Yüzyıllardır tonların, renklerin ve ritimlerin kullanımı beden, zihin ve ruh bütünlüğünü sağlamak için uygulandığı yüzlerce kaydedilmiş yöntem vardır. Bunların birçoğu spesifik detayda hemfikirdir ve hepsinin temeli ” tonlamaya ” dayanıyor. Tonlama yaparak biz kendimize, birbirimize ve manevi güçlerimize bağlanabilir, tonlama sayesinde sesimizle yeniden bağlantı kurarak hayatımızdaki armoniyi, uyumu ve dengeyi kurabiliriz.

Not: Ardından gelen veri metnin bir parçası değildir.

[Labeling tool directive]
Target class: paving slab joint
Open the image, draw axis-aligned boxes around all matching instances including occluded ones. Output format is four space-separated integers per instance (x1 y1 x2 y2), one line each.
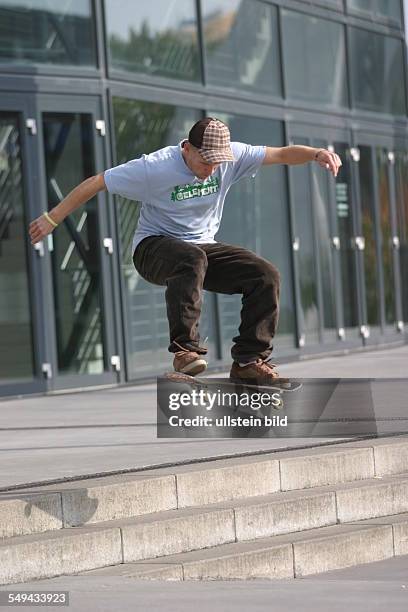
172 474 180 509
119 527 125 563
371 446 379 477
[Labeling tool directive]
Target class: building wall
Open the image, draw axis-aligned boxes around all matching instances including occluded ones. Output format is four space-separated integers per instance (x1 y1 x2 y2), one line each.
0 0 408 395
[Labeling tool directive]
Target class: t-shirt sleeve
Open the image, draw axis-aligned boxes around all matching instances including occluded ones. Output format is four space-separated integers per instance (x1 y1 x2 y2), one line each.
104 156 149 202
231 142 266 183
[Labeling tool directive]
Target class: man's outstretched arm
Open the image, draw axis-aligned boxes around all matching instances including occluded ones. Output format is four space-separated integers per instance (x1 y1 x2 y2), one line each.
263 145 342 176
29 172 106 245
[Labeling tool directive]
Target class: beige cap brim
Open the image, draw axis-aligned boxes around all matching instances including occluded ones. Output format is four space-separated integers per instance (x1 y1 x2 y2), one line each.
199 147 235 164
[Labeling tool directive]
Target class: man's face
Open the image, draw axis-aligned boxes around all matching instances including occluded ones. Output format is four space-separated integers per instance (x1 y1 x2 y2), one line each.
182 142 220 180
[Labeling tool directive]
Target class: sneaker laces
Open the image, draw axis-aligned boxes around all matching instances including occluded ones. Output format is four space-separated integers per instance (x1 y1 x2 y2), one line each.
256 357 278 374
173 338 208 356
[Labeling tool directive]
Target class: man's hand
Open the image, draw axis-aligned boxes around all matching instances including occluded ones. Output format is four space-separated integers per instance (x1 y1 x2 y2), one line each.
29 215 55 245
29 172 106 245
315 149 342 176
262 145 341 176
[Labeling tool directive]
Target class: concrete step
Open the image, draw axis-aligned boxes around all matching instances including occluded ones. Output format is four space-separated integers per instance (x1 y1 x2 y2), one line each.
81 514 408 580
0 438 408 538
0 475 408 584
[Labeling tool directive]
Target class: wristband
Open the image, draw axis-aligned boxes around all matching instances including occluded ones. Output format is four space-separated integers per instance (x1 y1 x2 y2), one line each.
43 213 58 227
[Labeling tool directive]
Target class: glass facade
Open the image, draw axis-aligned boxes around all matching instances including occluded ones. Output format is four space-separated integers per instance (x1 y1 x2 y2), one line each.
0 0 96 67
347 0 402 24
105 0 201 81
395 151 408 322
113 97 216 378
291 138 321 344
376 147 396 325
202 0 282 96
334 142 359 329
43 113 104 374
282 10 348 107
0 113 34 380
358 146 381 326
312 141 336 338
0 0 408 395
350 28 406 115
213 113 295 355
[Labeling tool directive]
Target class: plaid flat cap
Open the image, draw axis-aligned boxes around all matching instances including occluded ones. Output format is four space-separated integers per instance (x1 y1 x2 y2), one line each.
188 117 235 164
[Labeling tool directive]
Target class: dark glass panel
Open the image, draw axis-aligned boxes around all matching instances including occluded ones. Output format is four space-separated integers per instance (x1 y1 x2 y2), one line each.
376 147 396 324
349 28 406 115
202 0 282 96
347 0 402 23
113 97 216 378
395 151 408 322
0 114 34 379
334 142 359 328
43 113 104 374
105 0 201 81
312 141 336 329
214 113 295 355
358 146 380 325
0 0 96 66
291 138 320 344
282 10 348 107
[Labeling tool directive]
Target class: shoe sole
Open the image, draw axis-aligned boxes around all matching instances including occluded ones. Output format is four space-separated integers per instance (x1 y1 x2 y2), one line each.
177 359 207 376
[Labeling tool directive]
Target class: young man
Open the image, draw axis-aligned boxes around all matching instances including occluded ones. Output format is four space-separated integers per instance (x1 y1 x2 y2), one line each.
29 117 341 384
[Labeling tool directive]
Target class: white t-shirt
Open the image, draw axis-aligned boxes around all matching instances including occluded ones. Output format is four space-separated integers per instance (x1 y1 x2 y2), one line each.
104 142 265 255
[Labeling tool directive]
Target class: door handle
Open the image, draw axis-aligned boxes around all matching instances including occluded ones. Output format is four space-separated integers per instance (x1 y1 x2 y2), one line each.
352 236 365 251
392 236 400 250
34 240 44 257
332 236 340 251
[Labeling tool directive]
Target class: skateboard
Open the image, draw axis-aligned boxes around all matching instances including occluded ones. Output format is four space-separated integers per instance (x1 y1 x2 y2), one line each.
164 372 302 410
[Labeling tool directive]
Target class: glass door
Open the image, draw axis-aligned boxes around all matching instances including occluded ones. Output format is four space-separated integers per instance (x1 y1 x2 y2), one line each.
0 93 45 396
357 137 401 344
35 98 119 388
289 124 361 351
332 140 363 345
393 149 408 332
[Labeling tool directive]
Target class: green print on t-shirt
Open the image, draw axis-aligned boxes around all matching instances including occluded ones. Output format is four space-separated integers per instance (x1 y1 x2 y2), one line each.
171 176 220 202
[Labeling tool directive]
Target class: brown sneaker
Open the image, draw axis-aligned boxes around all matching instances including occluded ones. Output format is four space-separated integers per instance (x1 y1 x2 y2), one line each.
173 349 207 376
230 359 290 385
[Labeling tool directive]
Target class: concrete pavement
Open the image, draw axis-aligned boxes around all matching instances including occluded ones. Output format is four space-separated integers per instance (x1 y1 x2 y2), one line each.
0 346 408 488
0 556 408 612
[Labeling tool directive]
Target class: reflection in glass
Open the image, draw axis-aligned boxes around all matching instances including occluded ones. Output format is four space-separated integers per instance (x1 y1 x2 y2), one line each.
105 0 200 81
202 0 282 96
376 147 396 324
291 138 320 344
358 146 380 325
0 114 34 379
113 97 216 378
347 0 402 23
334 142 358 328
282 10 348 107
349 27 406 115
214 113 294 355
0 0 96 66
43 113 104 374
312 141 336 329
395 151 408 322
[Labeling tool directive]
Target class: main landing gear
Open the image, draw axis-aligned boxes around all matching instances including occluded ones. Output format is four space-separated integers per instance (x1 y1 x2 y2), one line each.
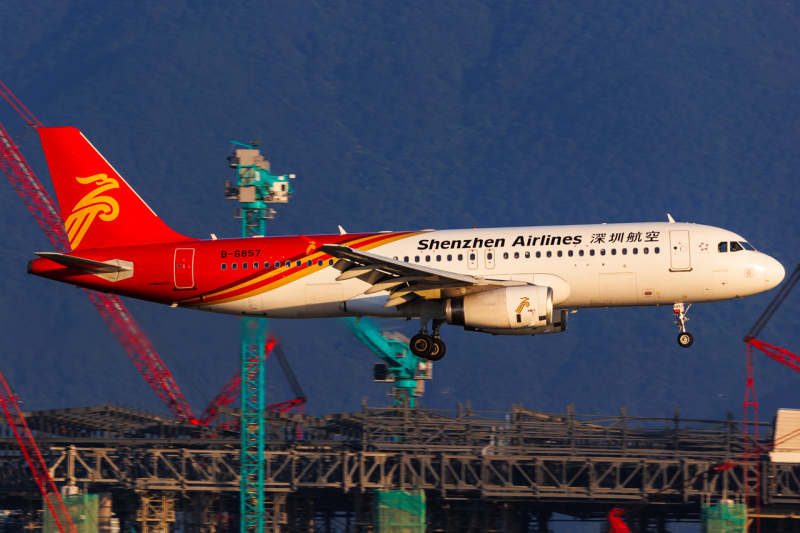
409 319 447 361
672 303 694 348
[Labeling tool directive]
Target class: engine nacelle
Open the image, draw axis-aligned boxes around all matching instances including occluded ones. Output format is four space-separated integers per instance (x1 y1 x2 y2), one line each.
464 309 569 337
445 285 553 330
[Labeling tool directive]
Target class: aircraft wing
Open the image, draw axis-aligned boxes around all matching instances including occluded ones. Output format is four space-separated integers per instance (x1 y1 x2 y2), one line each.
319 244 527 307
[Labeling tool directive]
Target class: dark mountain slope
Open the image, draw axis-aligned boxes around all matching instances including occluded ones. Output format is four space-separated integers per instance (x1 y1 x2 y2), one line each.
0 0 800 416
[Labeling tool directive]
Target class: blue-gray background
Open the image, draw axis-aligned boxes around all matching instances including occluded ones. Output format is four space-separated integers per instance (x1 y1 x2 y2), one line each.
0 0 800 426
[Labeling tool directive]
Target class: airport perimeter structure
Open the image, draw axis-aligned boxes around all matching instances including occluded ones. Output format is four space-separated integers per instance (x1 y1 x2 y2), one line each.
0 403 800 533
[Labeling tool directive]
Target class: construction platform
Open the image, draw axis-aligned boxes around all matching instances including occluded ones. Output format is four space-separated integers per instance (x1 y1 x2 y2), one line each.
0 403 800 533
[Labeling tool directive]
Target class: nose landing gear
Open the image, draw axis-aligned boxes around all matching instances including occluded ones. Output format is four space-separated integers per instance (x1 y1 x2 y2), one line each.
672 303 694 348
409 319 447 361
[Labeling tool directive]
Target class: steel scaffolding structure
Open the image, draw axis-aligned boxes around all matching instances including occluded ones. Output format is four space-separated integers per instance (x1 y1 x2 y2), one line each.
0 405 800 531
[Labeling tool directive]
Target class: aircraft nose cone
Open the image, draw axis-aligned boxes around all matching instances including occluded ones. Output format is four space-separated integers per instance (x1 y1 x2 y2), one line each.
764 257 786 290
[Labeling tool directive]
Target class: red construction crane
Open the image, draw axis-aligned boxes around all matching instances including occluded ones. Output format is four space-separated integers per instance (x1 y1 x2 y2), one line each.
0 364 77 533
0 82 197 423
199 338 307 425
0 81 306 425
607 265 800 533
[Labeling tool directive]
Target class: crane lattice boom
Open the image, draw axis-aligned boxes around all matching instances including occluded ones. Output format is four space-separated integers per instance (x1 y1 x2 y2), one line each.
0 373 76 533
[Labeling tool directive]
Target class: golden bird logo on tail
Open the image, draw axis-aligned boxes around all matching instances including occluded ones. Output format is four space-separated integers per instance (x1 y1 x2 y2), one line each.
64 174 119 250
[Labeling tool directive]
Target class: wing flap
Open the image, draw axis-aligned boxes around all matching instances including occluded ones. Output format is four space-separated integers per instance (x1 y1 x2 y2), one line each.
319 244 527 307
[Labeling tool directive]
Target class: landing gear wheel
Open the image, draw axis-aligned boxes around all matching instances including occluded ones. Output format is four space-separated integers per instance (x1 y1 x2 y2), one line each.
409 333 434 359
428 339 447 361
678 332 694 348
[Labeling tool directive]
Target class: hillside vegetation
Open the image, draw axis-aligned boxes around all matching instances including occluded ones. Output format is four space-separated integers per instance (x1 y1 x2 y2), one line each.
0 0 800 417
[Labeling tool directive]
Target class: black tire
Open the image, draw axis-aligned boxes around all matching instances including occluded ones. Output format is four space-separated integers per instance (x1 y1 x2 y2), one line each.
678 333 694 348
428 339 447 361
408 333 433 359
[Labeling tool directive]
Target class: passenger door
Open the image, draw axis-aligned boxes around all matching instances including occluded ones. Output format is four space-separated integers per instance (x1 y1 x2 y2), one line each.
484 248 497 268
467 248 478 270
173 248 194 290
669 230 692 271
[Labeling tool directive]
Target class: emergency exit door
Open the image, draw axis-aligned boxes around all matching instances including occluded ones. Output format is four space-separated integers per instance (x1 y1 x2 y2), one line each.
175 248 194 289
669 230 692 270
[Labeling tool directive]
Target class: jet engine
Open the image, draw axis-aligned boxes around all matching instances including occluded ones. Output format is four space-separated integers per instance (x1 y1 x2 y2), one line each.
445 285 553 335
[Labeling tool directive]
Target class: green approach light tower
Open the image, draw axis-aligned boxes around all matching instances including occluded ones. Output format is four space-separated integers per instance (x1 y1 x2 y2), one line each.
225 141 294 533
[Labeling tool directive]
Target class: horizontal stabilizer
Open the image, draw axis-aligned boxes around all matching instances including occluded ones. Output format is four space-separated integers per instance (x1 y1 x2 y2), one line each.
34 252 133 274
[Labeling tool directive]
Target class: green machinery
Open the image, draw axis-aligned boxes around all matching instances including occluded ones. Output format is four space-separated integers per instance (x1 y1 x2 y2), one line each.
345 318 433 407
225 141 294 533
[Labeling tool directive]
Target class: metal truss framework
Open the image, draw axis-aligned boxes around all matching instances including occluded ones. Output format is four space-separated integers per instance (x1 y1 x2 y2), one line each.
0 406 800 531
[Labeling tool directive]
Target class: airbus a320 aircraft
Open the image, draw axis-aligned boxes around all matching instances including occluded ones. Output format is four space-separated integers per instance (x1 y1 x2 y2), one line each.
28 128 784 360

Sufi müzisyen ve düşünür Inayat Han ‘ ın ses ve kelimelerin gücü ile ilgili yazılarından kısa bir bölüm şimdilik son söz olsun;

” Sesinizle çalışın, böyle bir ses üretebildiğinize hayret edinceye kadar sesle çalışın ve size ilahi alaca gaydanın büyüsünün fısıltısını fısıldadığı bir alet olduğunuzu hissedeceksiniz. Kendinizi uzayın ötesinde saf bir titreşim haline getirin. Vokal akorların , evrenin titreşimli ağına ulaştığı sesin gücü, aynı tonda titreşen kozmik senfoni ile bağlantı kurmasından dolayıdır. Fiziksel bir sesin tekrarı, bir ses akımını, titreşimsel bir gelgit dalgasını başlatır. Eterde enerji üreterek saf titreşim haline gelmeli ve diğer tarafa geçmelisiniz. “

Öteki aleme sesler ile  güzel yolculuklar olsun…:)

SESİNİ KEŞFET ‘ mek daha önce hiç farketmediğin bir aleme geçiş yapmak gibidir. Gözünü kapatır gidersin, açtığında sen , sen değildir artık.